Necessary upgrades to Morehead State' radio will resume after a COVID-19 postpondment. 

Morehead State Public Radio, WMKY 90.3 FM, will replace outdated equipment to allow students to better prepare for their futures in broadcasting careers. Upgrades were made possible after the station received funds from listeners and the Coronavirus Relief and Economic Security Act. 

“We had some money through the CARES Act that happened last year through COVID plus some fundraising we had done prior to COVID for the purchase of a new board, and it was a good time to make the move,” said Greg Jenkins, the operations director for WMKY. 

The station received $112,136 through CARES and an additional $197,602 from the American Rescue Plan Stabilization through the Corporation for Public Broadcasting. 

Upgrades include the replacement of two audio boards in the master control and production studios. Both units, which are nearly 20-years-old and have missing or nonoperational parts, will cost just under $90,000. 

“They’re showing a lot of wear from use but also pieces of equipment in the board need to be replaced and there are no replacements,” said Jenkins, a Morehead native. 

The new consoles will be faster and have improved functionality. Listeners will also notice an improved sound quality.

“There will be some new bells and whistles that we don’t have on hand yet,” said Jenkins. “Once a student learns the process of running the board, they could go work in any studio, tv or radio and they will have the same kind of setup.”

Paul Hitchcock, MSPR’s general manager, said the upgrades will allow the station to provide students the ability to earn practical experience with the latest modern broadcast technology. 

Fifteen students are currently involved with MSPR, which is located in Breckinridge Hall.
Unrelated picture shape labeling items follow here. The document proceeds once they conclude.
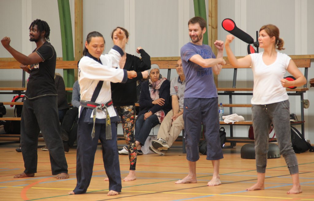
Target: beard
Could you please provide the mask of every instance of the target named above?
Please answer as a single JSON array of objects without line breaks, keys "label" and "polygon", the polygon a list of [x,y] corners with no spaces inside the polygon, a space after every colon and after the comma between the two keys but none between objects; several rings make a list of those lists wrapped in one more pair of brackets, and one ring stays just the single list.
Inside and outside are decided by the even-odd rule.
[{"label": "beard", "polygon": [[198,35],[197,38],[196,39],[195,39],[194,40],[193,40],[192,38],[192,37],[191,36],[190,36],[190,37],[191,38],[191,40],[192,40],[192,42],[193,43],[197,43],[199,41],[203,38],[203,36],[202,35],[202,34],[201,34],[199,35]]},{"label": "beard", "polygon": [[38,40],[39,39],[36,39],[34,38],[33,38],[30,39],[30,41],[31,41],[31,42],[37,42],[37,41],[38,41]]}]

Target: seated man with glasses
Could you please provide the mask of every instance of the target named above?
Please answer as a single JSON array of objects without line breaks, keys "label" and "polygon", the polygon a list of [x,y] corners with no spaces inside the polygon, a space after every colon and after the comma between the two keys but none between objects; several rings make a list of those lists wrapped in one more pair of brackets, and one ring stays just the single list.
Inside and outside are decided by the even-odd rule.
[{"label": "seated man with glasses", "polygon": [[151,151],[162,156],[171,146],[184,127],[183,114],[185,76],[181,59],[177,62],[176,67],[179,76],[170,83],[172,109],[168,112],[160,125],[157,135],[158,139],[153,140],[149,146]]}]

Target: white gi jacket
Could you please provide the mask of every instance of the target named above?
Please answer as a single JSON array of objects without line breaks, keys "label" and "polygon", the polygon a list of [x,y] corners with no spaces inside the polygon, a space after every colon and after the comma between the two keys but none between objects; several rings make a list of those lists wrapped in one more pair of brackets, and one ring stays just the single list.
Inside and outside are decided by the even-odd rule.
[{"label": "white gi jacket", "polygon": [[[95,102],[99,104],[105,104],[111,100],[110,82],[125,83],[127,79],[126,70],[116,68],[118,66],[119,61],[123,54],[121,48],[115,46],[107,54],[100,56],[100,60],[102,64],[90,56],[82,57],[78,63],[78,76],[81,100],[90,101],[97,84],[101,80],[104,81],[104,83]],[[80,112],[81,108],[80,106],[79,109]],[[90,111],[92,110],[90,109],[88,110]],[[107,110],[111,119],[116,117],[118,118],[113,105],[108,107]],[[89,113],[88,112],[87,114]],[[104,122],[103,120],[106,117],[105,110],[97,110],[96,118],[98,120],[102,119],[103,121],[100,122],[96,119],[96,122]],[[89,118],[91,119],[89,121],[92,122],[92,113],[91,113],[89,117],[90,118]]]}]

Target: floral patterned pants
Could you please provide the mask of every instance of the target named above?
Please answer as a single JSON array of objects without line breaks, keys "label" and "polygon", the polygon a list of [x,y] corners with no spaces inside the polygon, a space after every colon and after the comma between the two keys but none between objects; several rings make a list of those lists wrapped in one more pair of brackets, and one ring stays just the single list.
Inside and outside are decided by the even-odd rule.
[{"label": "floral patterned pants", "polygon": [[123,134],[127,144],[130,160],[130,170],[135,170],[137,150],[134,137],[134,124],[135,113],[134,106],[116,106],[118,114],[121,117]]}]

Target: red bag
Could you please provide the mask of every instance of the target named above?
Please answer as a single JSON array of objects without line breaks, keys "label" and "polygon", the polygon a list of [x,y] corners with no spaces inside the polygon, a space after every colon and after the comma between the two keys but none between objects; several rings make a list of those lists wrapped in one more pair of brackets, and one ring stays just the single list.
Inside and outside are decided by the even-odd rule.
[{"label": "red bag", "polygon": [[[273,131],[273,130],[274,128],[274,126],[272,124],[270,127],[270,130],[269,131],[269,134],[270,134],[272,133],[272,131]],[[276,133],[274,133],[274,135],[272,138],[272,139],[268,140],[268,142],[270,142],[273,141],[273,139],[275,137],[275,135]],[[254,138],[254,131],[253,130],[253,127],[251,125],[250,126],[250,128],[249,128],[249,138],[251,139],[255,139]]]}]

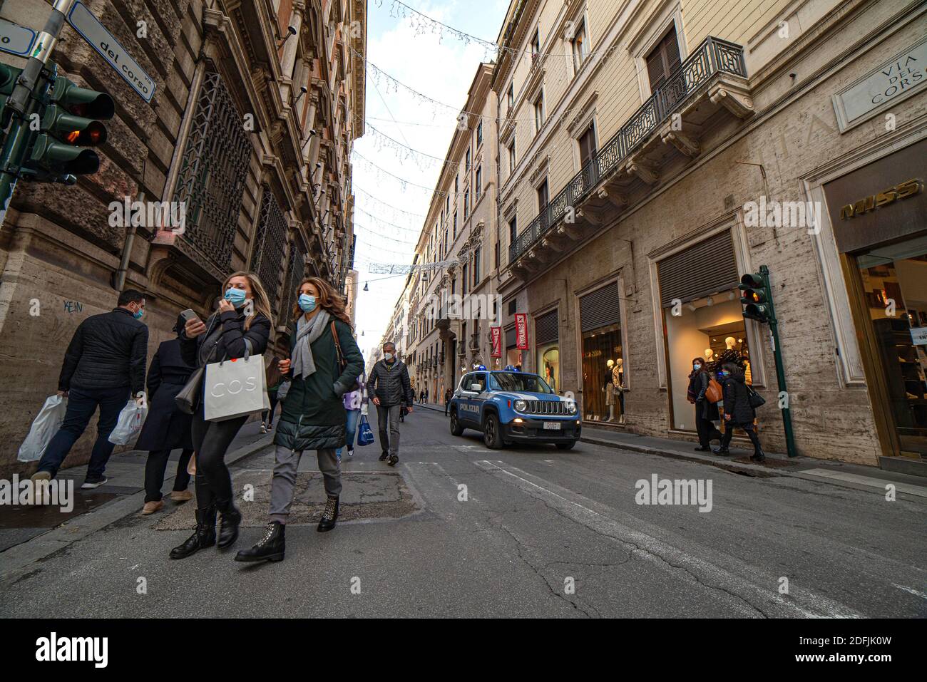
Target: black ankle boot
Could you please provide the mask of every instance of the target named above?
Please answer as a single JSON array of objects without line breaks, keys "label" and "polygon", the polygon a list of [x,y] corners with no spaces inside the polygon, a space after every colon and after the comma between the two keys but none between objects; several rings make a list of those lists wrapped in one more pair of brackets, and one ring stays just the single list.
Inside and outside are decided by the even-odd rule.
[{"label": "black ankle boot", "polygon": [[241,524],[241,512],[231,499],[219,504],[222,519],[219,522],[219,549],[226,547],[238,539],[238,524]]},{"label": "black ankle boot", "polygon": [[171,559],[185,559],[199,549],[216,544],[216,508],[197,510],[197,529],[183,545],[171,550]]},{"label": "black ankle boot", "polygon": [[235,556],[236,562],[282,562],[286,549],[286,526],[279,521],[267,524],[267,532],[250,549],[240,549]]},{"label": "black ankle boot", "polygon": [[320,533],[324,533],[335,527],[335,522],[338,520],[338,499],[329,498],[325,505],[325,511],[322,512],[322,519],[319,521]]}]

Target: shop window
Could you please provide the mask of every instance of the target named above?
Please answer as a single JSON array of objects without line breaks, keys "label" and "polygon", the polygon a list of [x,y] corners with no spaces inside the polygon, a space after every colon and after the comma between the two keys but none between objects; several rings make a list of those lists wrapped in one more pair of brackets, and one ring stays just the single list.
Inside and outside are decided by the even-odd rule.
[{"label": "shop window", "polygon": [[560,339],[557,329],[557,310],[539,317],[534,323],[535,351],[538,373],[554,392],[560,387]]},{"label": "shop window", "polygon": [[579,298],[583,419],[624,423],[624,348],[616,283]]},{"label": "shop window", "polygon": [[901,454],[927,458],[927,237],[870,249],[857,263]]}]

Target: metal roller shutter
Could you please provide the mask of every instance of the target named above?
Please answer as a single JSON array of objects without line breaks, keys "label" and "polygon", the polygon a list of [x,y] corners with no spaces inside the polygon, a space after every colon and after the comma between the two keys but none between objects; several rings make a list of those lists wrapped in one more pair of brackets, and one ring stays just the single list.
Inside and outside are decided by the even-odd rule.
[{"label": "metal roller shutter", "polygon": [[726,230],[661,260],[657,274],[664,308],[674,298],[686,303],[736,287],[741,278],[730,233]]},{"label": "metal roller shutter", "polygon": [[540,346],[556,341],[557,338],[557,310],[554,309],[535,321],[534,342]]},{"label": "metal roller shutter", "polygon": [[615,324],[620,321],[620,316],[621,297],[616,282],[579,297],[580,331],[589,332]]}]

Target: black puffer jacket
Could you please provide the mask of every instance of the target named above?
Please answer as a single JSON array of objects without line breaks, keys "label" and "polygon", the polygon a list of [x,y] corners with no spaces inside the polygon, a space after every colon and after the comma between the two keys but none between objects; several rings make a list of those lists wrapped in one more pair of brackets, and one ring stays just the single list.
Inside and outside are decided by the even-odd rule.
[{"label": "black puffer jacket", "polygon": [[725,377],[724,384],[724,413],[730,415],[730,423],[734,424],[753,423],[756,416],[750,407],[750,394],[747,391],[746,378],[743,372]]},{"label": "black puffer jacket", "polygon": [[121,388],[145,390],[148,328],[124,308],[88,317],[70,339],[61,364],[58,390]]},{"label": "black puffer jacket", "polygon": [[376,361],[367,379],[367,392],[371,390],[384,407],[399,405],[403,400],[409,405],[415,402],[415,394],[412,392],[412,382],[409,381],[409,368],[399,360],[393,360],[392,364],[387,364],[385,360]]}]

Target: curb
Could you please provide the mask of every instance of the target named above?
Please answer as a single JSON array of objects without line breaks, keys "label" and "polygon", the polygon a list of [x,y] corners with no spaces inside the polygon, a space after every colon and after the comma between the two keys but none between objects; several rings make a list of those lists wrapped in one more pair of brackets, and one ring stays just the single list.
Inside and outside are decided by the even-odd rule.
[{"label": "curb", "polygon": [[[225,458],[226,464],[233,464],[252,455],[272,444],[273,434],[234,450]],[[165,476],[164,482],[170,483],[174,476]],[[0,553],[3,559],[3,573],[0,577],[6,578],[14,571],[42,561],[51,554],[67,548],[69,545],[83,539],[92,533],[102,530],[120,519],[137,512],[145,501],[145,490],[114,500],[102,507],[88,512],[85,514],[65,521],[63,524],[49,528],[47,532],[15,545]]]}]

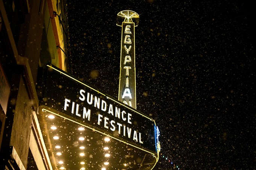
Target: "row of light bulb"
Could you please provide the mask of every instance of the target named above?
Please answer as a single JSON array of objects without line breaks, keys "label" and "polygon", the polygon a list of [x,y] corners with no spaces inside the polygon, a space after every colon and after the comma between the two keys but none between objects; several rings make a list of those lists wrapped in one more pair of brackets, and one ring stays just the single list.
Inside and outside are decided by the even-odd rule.
[{"label": "row of light bulb", "polygon": [[[50,119],[54,119],[55,118],[55,116],[53,116],[53,115],[49,115],[48,116],[48,118]],[[52,126],[50,128],[52,130],[56,130],[56,129],[57,129],[57,127],[56,126]],[[84,127],[79,127],[79,128],[78,128],[78,130],[82,131],[84,130],[85,128],[84,128]],[[59,139],[59,136],[54,136],[53,137],[53,139],[54,140],[58,140],[58,139]],[[85,140],[85,138],[83,137],[80,137],[79,138],[79,140],[80,140],[80,141],[83,141]],[[109,142],[109,141],[110,141],[110,139],[109,137],[106,137],[104,139],[104,140],[106,142]],[[60,149],[61,147],[60,146],[57,145],[57,146],[55,146],[55,148],[56,149]],[[85,148],[83,146],[80,146],[79,147],[79,149],[85,149]],[[106,147],[105,147],[103,148],[103,149],[105,150],[108,150],[109,149],[109,148],[108,147],[106,146]],[[56,154],[58,156],[60,156],[62,155],[62,154],[61,154],[61,152],[57,152]],[[84,153],[80,153],[80,154],[79,154],[79,155],[80,156],[82,157],[82,156],[85,156],[85,154]],[[106,154],[105,154],[105,156],[106,157],[108,158],[108,157],[110,157],[110,154],[108,154],[108,153],[106,153]],[[62,164],[64,163],[63,161],[59,161],[59,162],[58,162],[58,163],[59,164]],[[83,164],[85,164],[85,163],[84,162],[82,161],[82,162],[81,162],[80,163],[80,164],[82,164],[82,165],[83,165]],[[105,165],[106,165],[106,166],[108,165],[109,164],[109,163],[108,162],[104,162],[104,164]],[[64,169],[65,169],[65,168],[64,167],[62,166],[62,167],[61,167],[59,169],[64,170]],[[85,169],[85,168],[82,167],[80,169],[80,170],[84,170]],[[106,170],[106,168],[105,168],[105,167],[103,167],[102,168],[101,168],[101,170]]]}]

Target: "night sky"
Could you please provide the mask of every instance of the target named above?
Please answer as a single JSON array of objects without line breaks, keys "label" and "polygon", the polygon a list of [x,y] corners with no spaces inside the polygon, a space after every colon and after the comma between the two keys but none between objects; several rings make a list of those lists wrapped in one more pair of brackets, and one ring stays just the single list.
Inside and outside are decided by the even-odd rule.
[{"label": "night sky", "polygon": [[130,10],[139,15],[137,109],[151,116],[160,131],[154,169],[256,169],[252,4],[67,2],[71,73],[117,99],[121,29],[117,14]]}]

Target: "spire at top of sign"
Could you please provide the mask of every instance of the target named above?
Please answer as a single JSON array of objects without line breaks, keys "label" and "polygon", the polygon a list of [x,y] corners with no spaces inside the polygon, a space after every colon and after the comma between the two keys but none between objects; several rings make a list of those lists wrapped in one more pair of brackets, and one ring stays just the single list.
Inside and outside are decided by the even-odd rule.
[{"label": "spire at top of sign", "polygon": [[134,22],[135,26],[136,27],[139,24],[139,14],[132,10],[125,10],[117,14],[117,25],[122,26],[122,22]]}]

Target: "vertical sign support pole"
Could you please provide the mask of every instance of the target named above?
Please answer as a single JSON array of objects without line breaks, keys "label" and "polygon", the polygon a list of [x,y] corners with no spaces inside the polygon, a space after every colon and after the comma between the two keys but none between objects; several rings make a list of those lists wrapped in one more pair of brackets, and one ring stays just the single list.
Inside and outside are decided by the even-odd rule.
[{"label": "vertical sign support pole", "polygon": [[139,15],[129,10],[117,14],[117,25],[122,27],[118,100],[136,109],[135,27]]}]

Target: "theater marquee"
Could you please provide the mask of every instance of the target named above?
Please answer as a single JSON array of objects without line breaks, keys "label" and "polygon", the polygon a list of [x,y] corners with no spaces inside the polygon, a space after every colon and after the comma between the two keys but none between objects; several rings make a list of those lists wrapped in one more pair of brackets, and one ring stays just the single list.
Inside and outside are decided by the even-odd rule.
[{"label": "theater marquee", "polygon": [[[158,142],[151,118],[48,64],[41,108],[155,154]],[[158,140],[157,140],[158,139]]]}]

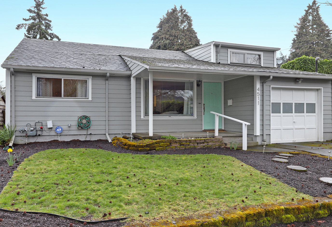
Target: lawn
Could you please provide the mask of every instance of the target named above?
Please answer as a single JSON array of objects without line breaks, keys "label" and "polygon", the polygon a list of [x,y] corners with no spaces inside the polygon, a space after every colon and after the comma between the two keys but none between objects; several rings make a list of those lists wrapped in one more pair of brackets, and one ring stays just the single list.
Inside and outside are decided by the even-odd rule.
[{"label": "lawn", "polygon": [[229,156],[62,149],[26,159],[0,194],[0,204],[83,220],[137,219],[302,197],[311,198]]}]

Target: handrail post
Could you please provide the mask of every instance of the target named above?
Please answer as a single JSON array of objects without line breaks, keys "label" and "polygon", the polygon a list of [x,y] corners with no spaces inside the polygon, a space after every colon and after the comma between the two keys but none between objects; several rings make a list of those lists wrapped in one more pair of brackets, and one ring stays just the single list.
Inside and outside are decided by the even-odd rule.
[{"label": "handrail post", "polygon": [[242,124],[242,150],[247,150],[247,125]]},{"label": "handrail post", "polygon": [[218,136],[218,133],[219,131],[219,116],[214,114],[214,136]]}]

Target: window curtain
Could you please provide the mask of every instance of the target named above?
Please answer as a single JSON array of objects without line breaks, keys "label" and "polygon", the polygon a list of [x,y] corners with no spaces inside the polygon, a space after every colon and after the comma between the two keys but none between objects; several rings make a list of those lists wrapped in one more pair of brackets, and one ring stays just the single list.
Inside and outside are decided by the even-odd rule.
[{"label": "window curtain", "polygon": [[185,91],[183,91],[183,99],[184,103],[183,107],[184,114],[193,114],[193,83],[186,82]]},{"label": "window curtain", "polygon": [[85,80],[77,80],[77,98],[85,98],[86,95],[87,81]]},{"label": "window curtain", "polygon": [[48,78],[38,78],[37,96],[38,97],[52,97],[52,80]]}]

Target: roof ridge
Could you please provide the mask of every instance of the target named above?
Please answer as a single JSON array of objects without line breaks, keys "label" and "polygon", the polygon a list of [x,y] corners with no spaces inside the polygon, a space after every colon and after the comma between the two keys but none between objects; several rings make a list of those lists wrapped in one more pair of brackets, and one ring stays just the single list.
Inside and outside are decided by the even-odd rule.
[{"label": "roof ridge", "polygon": [[132,49],[138,49],[138,50],[151,50],[152,51],[169,51],[172,52],[178,52],[178,53],[184,53],[183,51],[174,51],[174,50],[158,50],[157,49],[150,49],[149,48],[139,48],[138,47],[125,47],[121,46],[113,46],[112,45],[106,45],[105,44],[94,44],[93,43],[79,43],[77,42],[69,42],[68,41],[59,41],[58,40],[50,40],[49,39],[34,39],[31,38],[26,38],[24,37],[23,38],[23,39],[27,39],[27,40],[38,40],[38,41],[46,41],[48,42],[54,42],[58,43],[76,43],[77,44],[87,44],[88,45],[91,45],[92,46],[106,46],[106,47],[123,47],[124,48],[131,48]]}]

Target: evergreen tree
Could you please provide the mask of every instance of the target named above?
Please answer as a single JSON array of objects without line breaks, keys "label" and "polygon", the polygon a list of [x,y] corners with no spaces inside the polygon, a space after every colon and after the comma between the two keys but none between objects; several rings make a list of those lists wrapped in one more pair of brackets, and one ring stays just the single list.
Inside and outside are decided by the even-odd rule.
[{"label": "evergreen tree", "polygon": [[193,20],[182,5],[175,5],[160,19],[158,30],[152,34],[151,49],[183,51],[199,46],[200,40],[193,28]]},{"label": "evergreen tree", "polygon": [[331,38],[331,33],[322,19],[319,5],[314,0],[307,7],[304,15],[294,26],[296,33],[292,43],[290,60],[302,55],[322,58],[331,55],[332,51],[331,39],[321,41]]},{"label": "evergreen tree", "polygon": [[32,21],[29,23],[21,23],[16,25],[16,29],[19,30],[24,28],[26,29],[27,33],[24,33],[24,37],[34,39],[49,39],[53,40],[56,39],[59,41],[61,39],[57,35],[52,32],[52,26],[51,25],[52,21],[47,18],[48,16],[47,14],[42,13],[42,10],[46,7],[42,7],[44,4],[44,0],[34,0],[36,3],[34,6],[31,8],[34,9],[28,9],[27,10],[29,13],[33,15],[29,16],[28,18],[23,18],[25,21]]}]

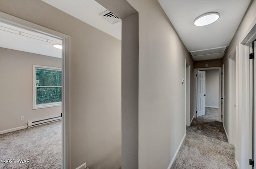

Students are responsible for operating equipment as announcers, producers, engineers and editors.

Johnathon Burton, who has worked with the program since 2019, said he’s excited about the updated equipment but is hesitant about the learning curve that comes with it. 

“I think the upgrade will be a welcome change,” said Burton. “It’ll make things easier, but it will also probably be something else I have to learn and get used to because I’m used to how the equipment works now.” 

The studio plans to replace one of the boards over MSU’s winter break and the other by the spring of next year. They expect there to be no disruptions to the broadcasting schedule during that time.